Exploiting Dual Core's with Py_NewInterpreter's separated GIL ?

Sat Nov 4 08:42:17 EST 2006

Paul Rubin wrote:
> robert <no-spam at no-spam-no-spam.invalid> writes:
>>> I don't want to discourage you but what about reference
>>> counting/memory
>>> management for shared objects? Doesn't seem fun for me.
>> in combination with some simple locking (anyway necessary) I don't
>> see a problem in ref-counting.
>> If at least any interpreter branch has a pointer to the (root)
>> object in question the ref-count is >0. ----
>> Question Besides: do concurrent INC/DEC machine OP-commands execute
>> atomically on Multi-Cores as they do in Single-Core threads?
> 
> Generally speaking, no, the inc/dec instructions are not atomic.  You
> can do an atomic increment on the x86 using LOCK XCHG (or maybe LOCK
> INC is possible).  The thing is that the locking protocol that
> guarantees atomicity is very expensive, like 100x as expensive as an
> unlocked instruction on a big multiprocessor.  So yes, of course you
> could accomplish reference counting through locks around the ref
> counts, but performance suffers terribly.  The solution is to get rid
> of the ref counts and manage the entire heap using garbage collection.
> 
> For stuff like dictionary access, there are protocols (again based on
> LOCK XCHG) that don't require locking for lookups.  Only updates
> require locking.  Simon Peyton-Jones has a good paper about how it's
> done in Concurrent Haskell:
> 
>   http://research.microsoft.com/~simonpj/papers/stm/stm.pdf
> 
> This is really cool stuff and has found its way into Perl 6.  I'd like
> to see Python get something like it.

Thats really interesting. Do expect this to remove once the GIL from Python? As dict-accesses (which are also must-be-atoms here) compose a major Python CPU load, the 100x costing instructions would probably put a >30% burden on Pythons overall speed.

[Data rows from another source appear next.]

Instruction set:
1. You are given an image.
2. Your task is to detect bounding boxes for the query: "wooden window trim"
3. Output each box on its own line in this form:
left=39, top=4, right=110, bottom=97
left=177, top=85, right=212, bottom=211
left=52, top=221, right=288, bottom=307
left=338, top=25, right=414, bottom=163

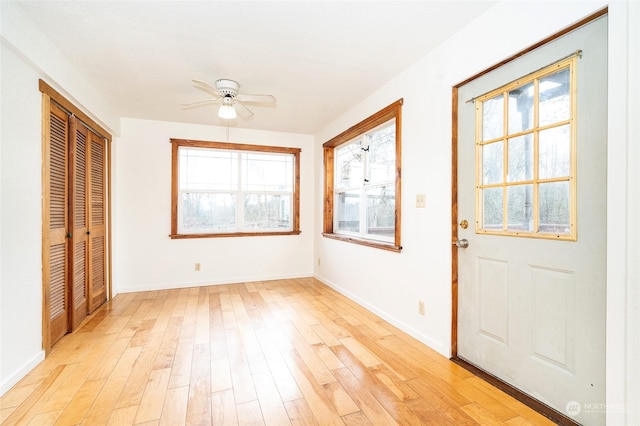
left=169, top=138, right=302, bottom=239
left=474, top=57, right=580, bottom=241
left=322, top=99, right=404, bottom=252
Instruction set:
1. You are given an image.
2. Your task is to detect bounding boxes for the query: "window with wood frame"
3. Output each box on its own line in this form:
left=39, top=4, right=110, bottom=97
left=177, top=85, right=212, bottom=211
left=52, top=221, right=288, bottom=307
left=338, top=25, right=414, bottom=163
left=171, top=139, right=301, bottom=238
left=323, top=99, right=403, bottom=252
left=475, top=56, right=577, bottom=241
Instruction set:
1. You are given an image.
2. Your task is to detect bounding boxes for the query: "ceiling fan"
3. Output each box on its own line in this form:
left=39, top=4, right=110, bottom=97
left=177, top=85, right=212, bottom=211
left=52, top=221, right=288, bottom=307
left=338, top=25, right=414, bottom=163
left=182, top=78, right=276, bottom=120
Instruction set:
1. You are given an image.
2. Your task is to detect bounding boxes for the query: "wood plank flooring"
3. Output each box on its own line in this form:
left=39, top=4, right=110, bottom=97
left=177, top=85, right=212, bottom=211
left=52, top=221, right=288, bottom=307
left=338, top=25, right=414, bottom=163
left=0, top=278, right=552, bottom=425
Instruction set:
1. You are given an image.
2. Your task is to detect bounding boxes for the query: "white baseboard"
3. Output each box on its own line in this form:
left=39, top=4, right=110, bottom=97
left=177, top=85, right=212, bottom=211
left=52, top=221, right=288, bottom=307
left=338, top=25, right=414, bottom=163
left=0, top=351, right=44, bottom=396
left=114, top=273, right=311, bottom=294
left=313, top=274, right=450, bottom=358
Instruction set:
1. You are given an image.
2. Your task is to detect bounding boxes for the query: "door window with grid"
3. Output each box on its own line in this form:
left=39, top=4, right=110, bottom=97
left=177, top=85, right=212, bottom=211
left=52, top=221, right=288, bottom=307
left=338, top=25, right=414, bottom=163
left=475, top=55, right=577, bottom=240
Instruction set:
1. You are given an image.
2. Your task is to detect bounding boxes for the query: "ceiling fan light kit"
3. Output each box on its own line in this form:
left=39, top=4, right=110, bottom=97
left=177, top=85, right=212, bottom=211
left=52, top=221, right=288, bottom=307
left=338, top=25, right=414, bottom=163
left=182, top=78, right=276, bottom=120
left=218, top=104, right=238, bottom=120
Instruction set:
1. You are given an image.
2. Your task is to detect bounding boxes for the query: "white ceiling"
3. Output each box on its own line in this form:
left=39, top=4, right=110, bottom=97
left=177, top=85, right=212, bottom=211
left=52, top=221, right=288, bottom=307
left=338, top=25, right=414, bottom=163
left=19, top=0, right=495, bottom=134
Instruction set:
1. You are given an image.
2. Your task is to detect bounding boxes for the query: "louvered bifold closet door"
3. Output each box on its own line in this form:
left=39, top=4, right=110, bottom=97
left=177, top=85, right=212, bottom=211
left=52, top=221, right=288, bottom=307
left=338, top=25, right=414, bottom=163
left=43, top=104, right=69, bottom=345
left=69, top=117, right=89, bottom=330
left=88, top=132, right=107, bottom=313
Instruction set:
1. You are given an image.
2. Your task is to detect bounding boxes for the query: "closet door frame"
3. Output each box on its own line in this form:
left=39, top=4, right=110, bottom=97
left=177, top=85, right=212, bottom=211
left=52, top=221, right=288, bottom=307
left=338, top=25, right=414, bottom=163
left=38, top=80, right=112, bottom=355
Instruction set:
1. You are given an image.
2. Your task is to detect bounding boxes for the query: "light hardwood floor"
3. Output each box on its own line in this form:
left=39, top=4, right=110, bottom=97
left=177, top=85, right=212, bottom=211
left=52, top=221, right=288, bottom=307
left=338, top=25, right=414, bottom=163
left=0, top=278, right=552, bottom=425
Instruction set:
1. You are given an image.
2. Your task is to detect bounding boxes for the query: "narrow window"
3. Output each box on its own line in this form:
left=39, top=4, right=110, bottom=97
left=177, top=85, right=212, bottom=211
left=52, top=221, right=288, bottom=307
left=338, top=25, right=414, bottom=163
left=476, top=56, right=577, bottom=240
left=171, top=139, right=300, bottom=238
left=323, top=99, right=402, bottom=251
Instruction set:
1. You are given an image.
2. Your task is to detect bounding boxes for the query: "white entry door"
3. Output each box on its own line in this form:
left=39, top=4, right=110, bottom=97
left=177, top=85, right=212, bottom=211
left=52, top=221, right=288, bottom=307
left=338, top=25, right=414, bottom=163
left=457, top=16, right=607, bottom=425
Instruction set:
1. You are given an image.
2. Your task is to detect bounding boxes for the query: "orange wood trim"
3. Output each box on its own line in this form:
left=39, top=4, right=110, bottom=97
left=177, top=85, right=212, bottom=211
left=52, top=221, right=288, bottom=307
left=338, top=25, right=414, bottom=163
left=455, top=7, right=609, bottom=87
left=38, top=80, right=111, bottom=142
left=322, top=233, right=402, bottom=253
left=42, top=93, right=51, bottom=356
left=170, top=138, right=302, bottom=155
left=451, top=86, right=458, bottom=357
left=169, top=230, right=302, bottom=240
left=322, top=99, right=404, bottom=148
left=322, top=98, right=404, bottom=252
left=169, top=138, right=302, bottom=239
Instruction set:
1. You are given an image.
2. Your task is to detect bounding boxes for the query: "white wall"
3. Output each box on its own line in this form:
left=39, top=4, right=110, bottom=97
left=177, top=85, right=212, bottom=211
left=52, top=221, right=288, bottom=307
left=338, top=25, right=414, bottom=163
left=0, top=0, right=640, bottom=425
left=0, top=0, right=118, bottom=394
left=314, top=1, right=640, bottom=424
left=113, top=118, right=314, bottom=292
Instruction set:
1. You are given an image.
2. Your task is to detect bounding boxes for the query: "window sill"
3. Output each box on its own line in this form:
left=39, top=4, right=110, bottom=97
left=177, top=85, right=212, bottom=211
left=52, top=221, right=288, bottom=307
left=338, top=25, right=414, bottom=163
left=169, top=231, right=302, bottom=240
left=322, top=232, right=402, bottom=253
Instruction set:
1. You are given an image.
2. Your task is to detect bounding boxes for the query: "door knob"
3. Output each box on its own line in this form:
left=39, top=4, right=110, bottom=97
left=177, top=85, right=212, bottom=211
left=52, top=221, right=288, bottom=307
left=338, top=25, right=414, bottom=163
left=451, top=238, right=469, bottom=248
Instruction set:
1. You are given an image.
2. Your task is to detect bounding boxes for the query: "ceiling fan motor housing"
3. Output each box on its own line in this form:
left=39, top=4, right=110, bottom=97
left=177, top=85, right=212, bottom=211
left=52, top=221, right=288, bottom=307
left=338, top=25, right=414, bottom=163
left=216, top=78, right=240, bottom=98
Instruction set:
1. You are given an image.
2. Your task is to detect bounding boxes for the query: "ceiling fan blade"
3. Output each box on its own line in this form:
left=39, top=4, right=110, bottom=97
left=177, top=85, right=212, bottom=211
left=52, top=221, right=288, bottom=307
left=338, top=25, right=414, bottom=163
left=180, top=98, right=219, bottom=108
left=234, top=98, right=253, bottom=117
left=191, top=80, right=222, bottom=99
left=236, top=94, right=276, bottom=104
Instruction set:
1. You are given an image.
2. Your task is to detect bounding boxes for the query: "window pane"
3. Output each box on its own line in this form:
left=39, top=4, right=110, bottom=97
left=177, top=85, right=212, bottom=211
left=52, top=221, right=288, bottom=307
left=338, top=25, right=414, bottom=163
left=507, top=185, right=533, bottom=231
left=244, top=194, right=291, bottom=232
left=509, top=82, right=533, bottom=134
left=179, top=147, right=238, bottom=190
left=482, top=95, right=504, bottom=141
left=242, top=153, right=293, bottom=191
left=367, top=124, right=396, bottom=183
left=335, top=140, right=362, bottom=188
left=538, top=182, right=570, bottom=234
left=482, top=142, right=504, bottom=185
left=539, top=68, right=571, bottom=126
left=366, top=185, right=396, bottom=238
left=539, top=125, right=571, bottom=179
left=335, top=191, right=360, bottom=232
left=482, top=188, right=503, bottom=230
left=507, top=133, right=533, bottom=182
left=182, top=192, right=236, bottom=234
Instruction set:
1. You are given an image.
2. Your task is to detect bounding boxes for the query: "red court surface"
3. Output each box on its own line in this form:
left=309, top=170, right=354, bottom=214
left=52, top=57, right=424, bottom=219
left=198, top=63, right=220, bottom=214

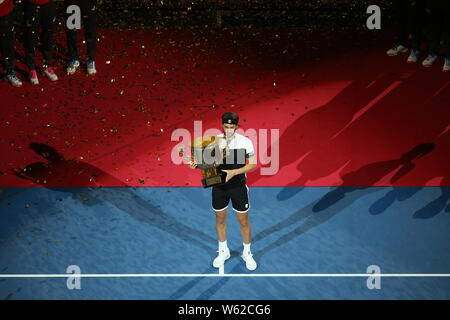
left=0, top=28, right=450, bottom=187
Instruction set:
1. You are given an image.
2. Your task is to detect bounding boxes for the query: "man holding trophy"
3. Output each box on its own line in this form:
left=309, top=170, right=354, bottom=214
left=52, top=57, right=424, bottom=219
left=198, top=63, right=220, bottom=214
left=189, top=112, right=257, bottom=271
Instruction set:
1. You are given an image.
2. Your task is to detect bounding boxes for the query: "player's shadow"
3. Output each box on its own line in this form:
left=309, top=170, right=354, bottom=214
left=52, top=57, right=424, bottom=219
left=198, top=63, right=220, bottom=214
left=369, top=187, right=423, bottom=215
left=51, top=187, right=216, bottom=253
left=413, top=186, right=450, bottom=219
left=11, top=142, right=128, bottom=187
left=14, top=143, right=216, bottom=253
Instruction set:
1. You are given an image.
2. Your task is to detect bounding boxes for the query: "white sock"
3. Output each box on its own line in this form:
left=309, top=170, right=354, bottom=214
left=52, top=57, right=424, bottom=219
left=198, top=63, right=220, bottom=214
left=242, top=243, right=251, bottom=253
left=219, top=240, right=228, bottom=251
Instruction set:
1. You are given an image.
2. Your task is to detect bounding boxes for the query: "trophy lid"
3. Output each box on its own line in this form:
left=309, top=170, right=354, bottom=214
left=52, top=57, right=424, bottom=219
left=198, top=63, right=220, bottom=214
left=191, top=136, right=217, bottom=148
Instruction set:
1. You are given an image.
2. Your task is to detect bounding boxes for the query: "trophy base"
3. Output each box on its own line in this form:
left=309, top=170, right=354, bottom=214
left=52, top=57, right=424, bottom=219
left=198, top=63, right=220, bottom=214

A lock-protected possibilty to use multiple well separated Interpreters by tunneling objects will probably still be a most effective solution without speed costs.
The problem of singleton object's refcount (None, "", 1,2,3...), which MvL mentioned, is the main concern as far as I've understood. 
The locking of Python core global resources (files etc.) can be done with litte effort.
The globals of extension modules are not really critical, as in the typical applications the tunnel method is mainly used for limited number crunching and as programmer you are well aware of multi-interpreter-unfit modules (until they final become mature). There could be also a special import method to duplicate extension data as workaround.

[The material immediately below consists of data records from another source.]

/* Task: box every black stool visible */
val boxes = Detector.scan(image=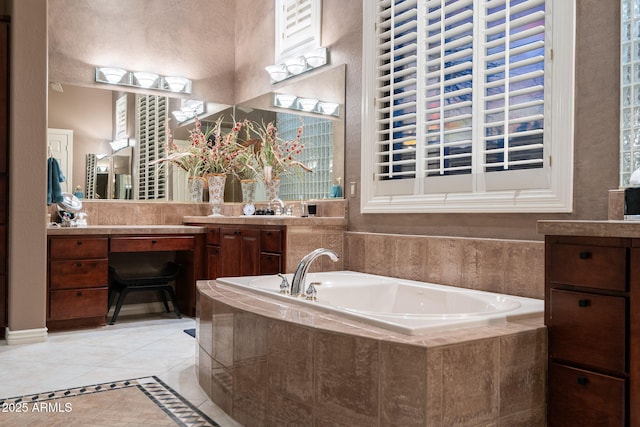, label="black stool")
[107,262,182,325]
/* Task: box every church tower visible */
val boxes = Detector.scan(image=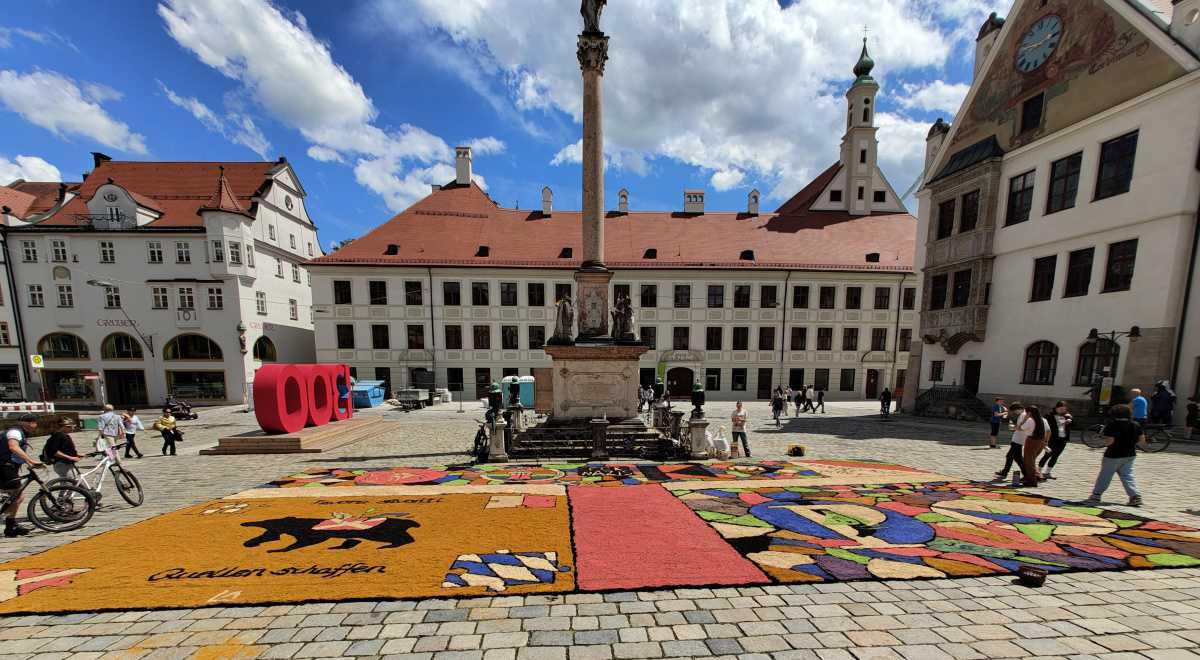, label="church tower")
[841,37,880,215]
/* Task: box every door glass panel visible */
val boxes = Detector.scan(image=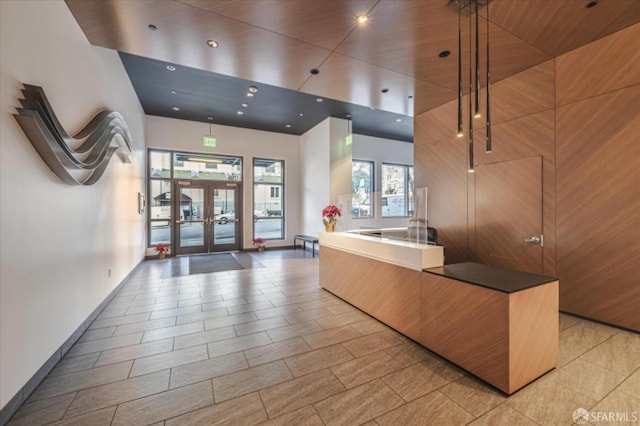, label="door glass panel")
[179,188,205,247]
[148,179,171,246]
[149,151,171,178]
[173,153,242,181]
[213,188,237,245]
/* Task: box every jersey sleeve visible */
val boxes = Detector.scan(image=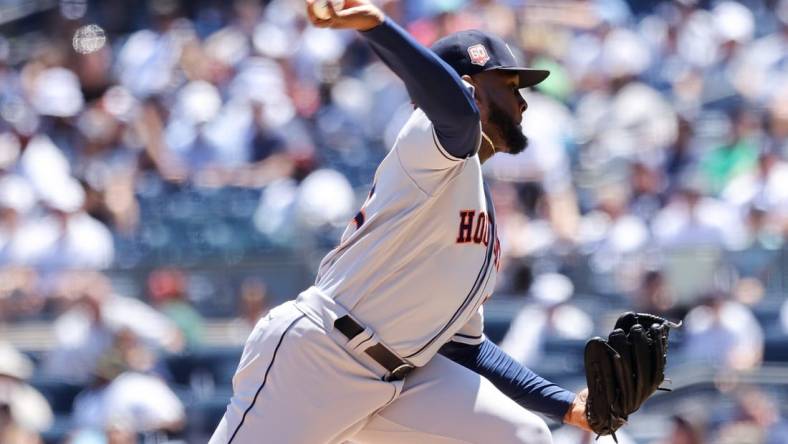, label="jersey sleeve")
[393,104,481,194]
[451,306,484,345]
[362,18,481,157]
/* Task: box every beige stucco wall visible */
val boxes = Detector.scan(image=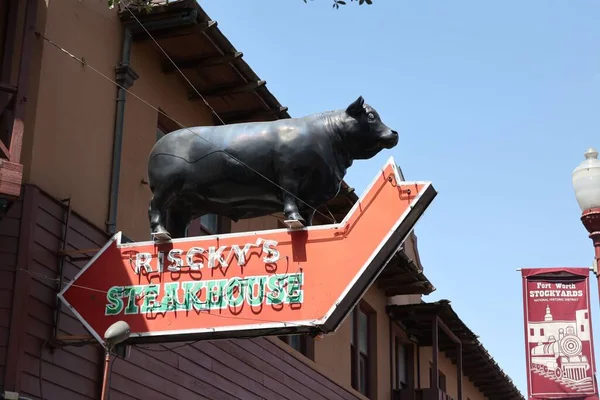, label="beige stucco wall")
[117,43,212,240]
[24,0,211,240]
[17,0,496,400]
[315,285,392,400]
[419,347,486,400]
[24,0,121,227]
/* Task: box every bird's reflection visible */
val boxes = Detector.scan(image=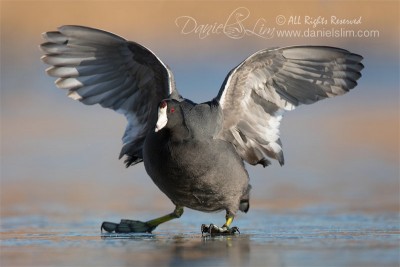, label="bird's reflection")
[102,234,250,266]
[169,235,250,266]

The singletons refcount could be fix-reset to MAXINT/2 at refcreation-time (or GC or ..) or so to freeze them quiet for ever.

(Mutable (why?)) exception types could be doubled in same style as normal python modules, or they could be rendered read-only. Thrown Exceptions will not cross the border. ( Think, the fact that "Exception.x=5" is possible is more an artefact than intended )

robert